III.  Generational “analysis.”  The worst offenders here are center-left progressive media on the internet. I’ve been hearing a lot of generational explanations for the nature of the division of the vote, particularly on the democratic side. The whole “young people support Bernie because they get their news online instead of from the TV networks” line has popped up all over the place. This is stupid for the following reasons:

  1. The internet was largely constructed by boomers, and we Xers drove its early growth.

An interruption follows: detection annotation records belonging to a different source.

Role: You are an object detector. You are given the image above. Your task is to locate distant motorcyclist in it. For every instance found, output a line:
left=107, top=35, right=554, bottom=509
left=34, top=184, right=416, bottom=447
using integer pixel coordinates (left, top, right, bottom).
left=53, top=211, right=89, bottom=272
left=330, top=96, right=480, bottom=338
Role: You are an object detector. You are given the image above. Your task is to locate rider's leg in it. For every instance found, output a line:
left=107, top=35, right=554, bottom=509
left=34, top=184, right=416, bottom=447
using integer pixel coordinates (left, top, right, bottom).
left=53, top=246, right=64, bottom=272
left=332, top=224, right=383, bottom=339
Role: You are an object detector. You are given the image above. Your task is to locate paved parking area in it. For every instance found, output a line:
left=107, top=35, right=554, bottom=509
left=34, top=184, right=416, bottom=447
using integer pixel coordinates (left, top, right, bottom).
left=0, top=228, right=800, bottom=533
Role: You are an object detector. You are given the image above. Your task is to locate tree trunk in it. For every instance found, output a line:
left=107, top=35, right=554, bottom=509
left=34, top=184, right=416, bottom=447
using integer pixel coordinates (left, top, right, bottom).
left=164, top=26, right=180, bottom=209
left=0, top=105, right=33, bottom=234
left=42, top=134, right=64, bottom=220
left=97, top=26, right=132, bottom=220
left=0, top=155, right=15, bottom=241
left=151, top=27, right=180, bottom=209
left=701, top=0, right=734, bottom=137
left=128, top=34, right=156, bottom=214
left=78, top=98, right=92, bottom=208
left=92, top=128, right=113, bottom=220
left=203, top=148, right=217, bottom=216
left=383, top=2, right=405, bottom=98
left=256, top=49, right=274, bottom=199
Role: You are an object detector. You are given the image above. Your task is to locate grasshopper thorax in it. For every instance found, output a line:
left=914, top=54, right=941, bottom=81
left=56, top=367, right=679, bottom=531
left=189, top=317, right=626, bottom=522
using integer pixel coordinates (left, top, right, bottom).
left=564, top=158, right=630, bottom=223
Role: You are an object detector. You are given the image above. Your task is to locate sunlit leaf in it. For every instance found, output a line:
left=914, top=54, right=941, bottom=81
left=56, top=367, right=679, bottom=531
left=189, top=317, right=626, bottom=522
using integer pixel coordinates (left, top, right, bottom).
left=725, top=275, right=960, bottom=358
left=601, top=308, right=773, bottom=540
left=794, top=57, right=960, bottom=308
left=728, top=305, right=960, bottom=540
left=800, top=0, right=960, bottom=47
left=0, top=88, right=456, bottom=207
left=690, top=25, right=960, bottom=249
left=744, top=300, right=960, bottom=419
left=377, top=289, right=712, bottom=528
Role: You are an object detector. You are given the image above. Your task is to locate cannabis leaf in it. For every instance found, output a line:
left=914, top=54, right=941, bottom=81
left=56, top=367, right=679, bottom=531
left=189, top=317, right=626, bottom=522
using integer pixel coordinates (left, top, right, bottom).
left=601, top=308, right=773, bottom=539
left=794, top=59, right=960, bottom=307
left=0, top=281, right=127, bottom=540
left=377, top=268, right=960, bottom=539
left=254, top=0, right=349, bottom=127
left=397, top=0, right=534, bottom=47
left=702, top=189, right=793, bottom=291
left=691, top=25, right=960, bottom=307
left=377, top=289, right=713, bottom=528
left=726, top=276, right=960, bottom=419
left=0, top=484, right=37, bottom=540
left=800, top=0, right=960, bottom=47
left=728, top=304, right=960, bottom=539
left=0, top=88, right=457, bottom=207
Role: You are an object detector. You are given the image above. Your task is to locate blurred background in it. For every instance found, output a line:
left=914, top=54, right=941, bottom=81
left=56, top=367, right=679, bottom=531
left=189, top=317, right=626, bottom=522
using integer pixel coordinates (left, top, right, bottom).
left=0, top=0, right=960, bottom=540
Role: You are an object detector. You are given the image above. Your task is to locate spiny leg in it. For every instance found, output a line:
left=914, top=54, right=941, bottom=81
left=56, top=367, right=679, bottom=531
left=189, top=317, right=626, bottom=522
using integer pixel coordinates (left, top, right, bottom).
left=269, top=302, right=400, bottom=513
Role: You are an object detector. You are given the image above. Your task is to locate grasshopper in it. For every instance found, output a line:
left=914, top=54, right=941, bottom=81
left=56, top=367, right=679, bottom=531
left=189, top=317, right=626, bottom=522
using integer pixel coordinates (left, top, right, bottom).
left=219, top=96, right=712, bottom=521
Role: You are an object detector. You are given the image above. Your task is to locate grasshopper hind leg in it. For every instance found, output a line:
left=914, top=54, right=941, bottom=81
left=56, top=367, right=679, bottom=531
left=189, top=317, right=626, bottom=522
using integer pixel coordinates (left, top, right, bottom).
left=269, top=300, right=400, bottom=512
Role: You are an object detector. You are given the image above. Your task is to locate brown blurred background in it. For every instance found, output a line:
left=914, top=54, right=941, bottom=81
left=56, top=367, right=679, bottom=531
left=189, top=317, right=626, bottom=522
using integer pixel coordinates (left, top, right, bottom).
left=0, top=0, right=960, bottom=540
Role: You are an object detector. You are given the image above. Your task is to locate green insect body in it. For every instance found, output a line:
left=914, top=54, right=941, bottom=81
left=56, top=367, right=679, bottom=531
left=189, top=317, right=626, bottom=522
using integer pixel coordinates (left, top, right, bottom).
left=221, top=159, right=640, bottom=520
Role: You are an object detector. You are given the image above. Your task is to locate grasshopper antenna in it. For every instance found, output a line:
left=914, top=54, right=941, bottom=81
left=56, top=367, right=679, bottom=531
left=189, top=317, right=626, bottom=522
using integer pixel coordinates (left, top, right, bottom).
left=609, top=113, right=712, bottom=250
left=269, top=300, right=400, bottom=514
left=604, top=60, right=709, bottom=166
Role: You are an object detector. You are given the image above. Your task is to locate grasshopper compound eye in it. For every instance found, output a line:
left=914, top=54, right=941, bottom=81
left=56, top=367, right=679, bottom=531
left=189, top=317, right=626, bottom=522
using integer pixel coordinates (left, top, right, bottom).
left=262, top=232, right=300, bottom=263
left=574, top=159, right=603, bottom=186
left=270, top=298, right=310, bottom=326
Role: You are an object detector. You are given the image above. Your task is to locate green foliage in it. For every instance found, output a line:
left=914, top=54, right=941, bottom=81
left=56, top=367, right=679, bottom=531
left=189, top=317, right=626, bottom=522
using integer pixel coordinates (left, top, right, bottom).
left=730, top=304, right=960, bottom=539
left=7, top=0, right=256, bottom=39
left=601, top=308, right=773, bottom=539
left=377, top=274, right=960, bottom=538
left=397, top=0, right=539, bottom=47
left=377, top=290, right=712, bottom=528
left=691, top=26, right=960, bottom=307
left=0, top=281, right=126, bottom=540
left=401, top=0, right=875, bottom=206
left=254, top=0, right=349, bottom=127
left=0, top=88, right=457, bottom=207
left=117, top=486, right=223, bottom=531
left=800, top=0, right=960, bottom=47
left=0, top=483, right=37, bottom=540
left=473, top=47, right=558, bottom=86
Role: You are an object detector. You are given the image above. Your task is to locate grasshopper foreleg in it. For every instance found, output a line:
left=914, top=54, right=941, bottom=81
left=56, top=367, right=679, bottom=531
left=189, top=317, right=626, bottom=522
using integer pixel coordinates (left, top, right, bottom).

  2. This approach ignores the most obvious and historically consistent explanations, which, as usual, pertain primarily to economic class. Why should this also appear generational? Because the older generations are more likely to be established in the upper classes. It’s not complicated. This focus on generational differences is just another case of covering up class and pretending it’s not there. Why are young people struggling? Is it because they’re damn dirty millennials with no work ethic who don’t understand how the world really works? Or is it because they’re being forced into the ranks of the working poor through high youth unemployment, colossal student loan debt and flat wages? Generation gap politics, if you’re willing to scratch the surface a little, generally reveal themselves as just another way to avoid talking about class. The young aren’t mad because they’re young; they’re mad because they’re working class. I’ll freely admit that I’ve made my share of millennial jokes – why would anyone want to wear skinny jeans – but these kids have been screwed over even more than my generation. (And I probably shouldn’t call them kids; as a Carter era Xer, I’m barely older than them anyway, but it’s not my fault – pop demographers told me to hate them!).
  3. Anecdotal? Yes … nevertheless, let me point out that my retired boomer father spends significantly more time online than I do. Why? He’s retired. In fact, he’s probably reading this. Hi, dad! Sorry I’m still an insufferable smartass.
  4. Many of those online news sources aren’t any better than the major networks. For example, many of them utilize intellectually lazy “generation gap” analysis.

Wow, kind of lost my train of thought there. In any case, no savior is likely to spring up from all of this, but the more nakedly undemocratic it all becomes, the better. Look at that emperor pose!